National Sports Council of Assam Ground
- Full name: National Sports Council of Assam Ground
- Former names: National Sports Council of Assam Stadium
- Location: Jorhat, Assam
- Owner: National Sports Council of Assam
- Operator: National Sports Council of Assam
- Capacity: 5,000

Construction
- Groundbreaking: 1953
- Opened: 1953

Website
- ESPNcricinfo

= National Sports Council of Assam Ground =

Cricket ground in Jorhat, Assam, India

The National Sports Council of Assam Ground, also known as the National Sports Council of Assam Stadium, is a former first-class cricket ground in Jorhat, Assam.

==First-class matches==
Ten first-class matches were played at the ground between 1953 and 1974, eight of them by Assam in the Ranji Trophy. In all ten matches the home team lost. There were many low innings totals and some notable bowling figures.

===1953–54===
- Commonwealth XI 393 for 7 declared defeated Assam Governor's XI 121 and 151.
Paul Gibb made 154, which remained the highest score on the ground.
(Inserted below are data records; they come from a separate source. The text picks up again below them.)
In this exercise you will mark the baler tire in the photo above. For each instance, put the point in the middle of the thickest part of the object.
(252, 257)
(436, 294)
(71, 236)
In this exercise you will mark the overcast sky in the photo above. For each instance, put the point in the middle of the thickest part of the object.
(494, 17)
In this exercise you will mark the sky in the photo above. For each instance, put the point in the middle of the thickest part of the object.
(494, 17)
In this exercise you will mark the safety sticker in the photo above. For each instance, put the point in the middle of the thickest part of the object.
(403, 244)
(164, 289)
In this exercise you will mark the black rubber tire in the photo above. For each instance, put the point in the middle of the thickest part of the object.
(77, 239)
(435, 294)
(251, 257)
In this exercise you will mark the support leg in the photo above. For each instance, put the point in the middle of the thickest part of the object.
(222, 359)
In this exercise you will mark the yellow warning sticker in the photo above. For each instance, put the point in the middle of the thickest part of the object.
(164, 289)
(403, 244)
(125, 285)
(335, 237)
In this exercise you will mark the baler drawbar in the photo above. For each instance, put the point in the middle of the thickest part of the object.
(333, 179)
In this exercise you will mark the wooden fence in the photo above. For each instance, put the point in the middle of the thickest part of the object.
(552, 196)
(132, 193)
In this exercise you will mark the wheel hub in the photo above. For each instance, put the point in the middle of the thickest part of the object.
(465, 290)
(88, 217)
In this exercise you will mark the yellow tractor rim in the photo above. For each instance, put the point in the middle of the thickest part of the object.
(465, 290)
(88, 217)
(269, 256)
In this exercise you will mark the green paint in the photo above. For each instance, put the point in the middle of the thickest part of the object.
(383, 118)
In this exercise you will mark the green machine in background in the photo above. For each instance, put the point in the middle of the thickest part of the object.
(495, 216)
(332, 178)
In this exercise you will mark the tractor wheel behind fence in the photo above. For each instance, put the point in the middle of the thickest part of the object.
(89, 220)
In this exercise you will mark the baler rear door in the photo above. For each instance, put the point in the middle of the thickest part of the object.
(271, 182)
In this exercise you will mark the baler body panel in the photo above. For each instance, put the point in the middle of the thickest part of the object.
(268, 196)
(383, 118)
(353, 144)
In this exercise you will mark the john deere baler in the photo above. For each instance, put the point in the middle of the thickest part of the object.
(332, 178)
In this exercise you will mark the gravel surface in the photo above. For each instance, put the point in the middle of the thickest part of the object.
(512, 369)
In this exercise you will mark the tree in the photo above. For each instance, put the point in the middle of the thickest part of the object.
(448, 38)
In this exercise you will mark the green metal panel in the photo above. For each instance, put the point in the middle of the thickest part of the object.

He and Ken Meuleman (79) put on 211 for the first wicket.

===1954–55===
- Bihar 81 and 107 defeated Assam 53 and 89.
S.K. Girdhari took six wickets in each innings for Assam and Bimal Bose took six in each innings for Bihar. Bose's 12 for 47 remained the best match figures on the ground; Girdhari took 12 for 66. Girdhari also top-scored for Assam in each innings, with 14 and 46.

===1956–57===
- Bengal 505 defeated Assam 54 and 245.
Premangsu Chatterjee took 10 for 20 for Bengal in the first innings, which remain the best first-class figures ever taken outside England and Wales. Dattu Phadkar took 7 for 65 in Assam's second innings. For Assam, S.K. Girdhari took 7 for 157, Assam's best figures on the ground, and made 100, Assam's only century on the ground.

===1958–59===
- Bengal 164 and 151 for 6 declared defeated Assam 68 and 60.
In his first first-class match, Jyoti Dutta took 7 for 18 and 3 for 21 for Bengal.
- East Zone 106 and 39 lost to West Indians 162.
For the West Indians, Wes Hall took 7 for 54 in the first innings, Eric Atkinson 6 for 10 in the second.

===1966–67===
- Assam 53 and 148 lost to Bengal 346 for 8 declared.
Jiban Ghosh took 7 for 15 in Assam's first innings. Pankaj Roy made 140 for Bengal.
- Assam 86 and 125 lost to Bihar 261.
Anand Shukla took 5 for 14 and 5 for 36.
- The match scheduled for the ground between Orissa and Assam could not be played as Orissa were unable to get to Jorhat.

===1974–75===
- Orissa 150 and 140 for 7 declared defeated Assam 62 and 111.
- Bihar 155 and 308 defeated Assam 56 and 88.
Anand Shukla took 5 for 15 and 2 for 26, giving him 17 for 91 in two matches on the ground.
- Bengal 350 for 6 declared defeated Assam 35 and 33.
Ambar Roy made 126. Dilip Doshi took 6 for 6 in Assam's first innings; Aloke Bhattacharjee took 7 for 7 in the second innings, for match figures of 12.2–6–11–10. For Assam, Nandan Bezbarua top-scored in each innings with 11 and 8 not out; he carried his bat in the second innings.

===Statistics===
In the eight Ranji Trophy matches, Assam scored 1366 runs for the loss of 159 wickets, at an average of 8.59 runs per wicket. Assam's opponents scored 2718 runs for 106 wickets at an average of 25.64.

==The ground==
Sujit Mukherjee, who was in the Bihar squad in December 1954 but did not play in the match, described the ground:
The cricket ground was a winsomely green oval surrounded by grass banks and large leafy trees. Because of the trees, playing hours were set between nine-thirty and four-thirty, otherwise long shadows overcast the wicket. Until nearly nine in the morning the ground would be shrouded in mist; then it suddenly dispersed and the arena was bathed in sunlight like the stage of an amphitheatre.

==Assam home grounds==
Assam had previously played a Ranji Trophy match in Jorhat in 1949–50 on the Conamara Ground. Since 1974–75 no first-class matches have been held in Jorhat, although a number of other centres in the state have hosted matches from time to time. Most of Assam's games are now staged in the state's largest city, Guwahati.